Hätte Helmut Kohl sich nach der Wiedervereinigung nicht hingestellt und was von blühenden Landschaften gefaselt, sondern von einer großen und extrem schwierigen nationalen Aufgabe gesprochen, die viel Arbeit und Kraft erfordert und bei der jeder im Lande gebraucht wird, dann würden wir heute vermutlich anders da stehen. Die Leistungsfähigkeit und Leistungsbereitschaft war (und ist) da. Wer erinnert sich nicht an diese Aufbruchseuphorie der Jahre 1989/90? Die Menschen hatten damals die Motivation, was zu tun, was aufzubauen. Und vermutlich wären sie auch zu einem Verzicht bereit gewesen, der deutlich über den monatlichen Soli-Beitrag hinaus ging. Nur - unsere Führungsebene war schlicht zu blöd, diese Motivation abzurufen.

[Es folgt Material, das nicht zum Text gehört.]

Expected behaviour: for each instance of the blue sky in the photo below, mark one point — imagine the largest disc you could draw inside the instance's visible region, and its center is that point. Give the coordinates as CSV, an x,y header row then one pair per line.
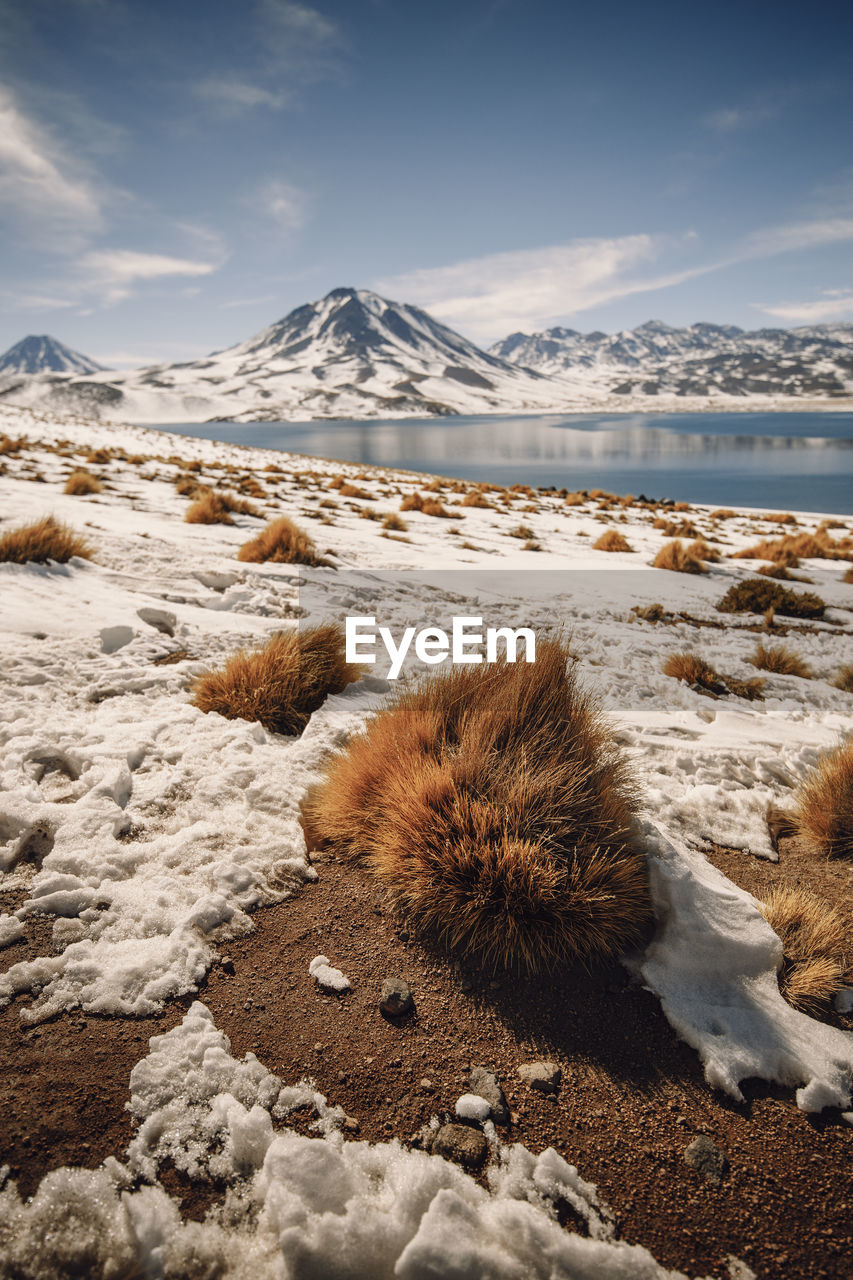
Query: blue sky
x,y
174,176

Warum ging diese Motivation verloren?
Weil man die Menschen nicht wichtig nimmt. Weil die Führungselite des Landes alles andere als glaubwürdig ist. Weil es keine Visionäre gibt, die die Menschen mitreißen können. Weil Politiker wie Top-Manager ihren Leuten die Sinn-Frage nicht beantworten können. Weil die Identifikation der Menschen mit dem, was sie tun oder wovon sie ein Teil sind, nicht mehr vorhanden ist.
Es ist daher egal, was sich Manager oder Politiker ausdenken oder welche Rahmenbedingungen (Löhne, Arbeitszeit, Steuern, Sozialabgaben) sie stellen. An der Demotivation der Leute wird das nichts ändern.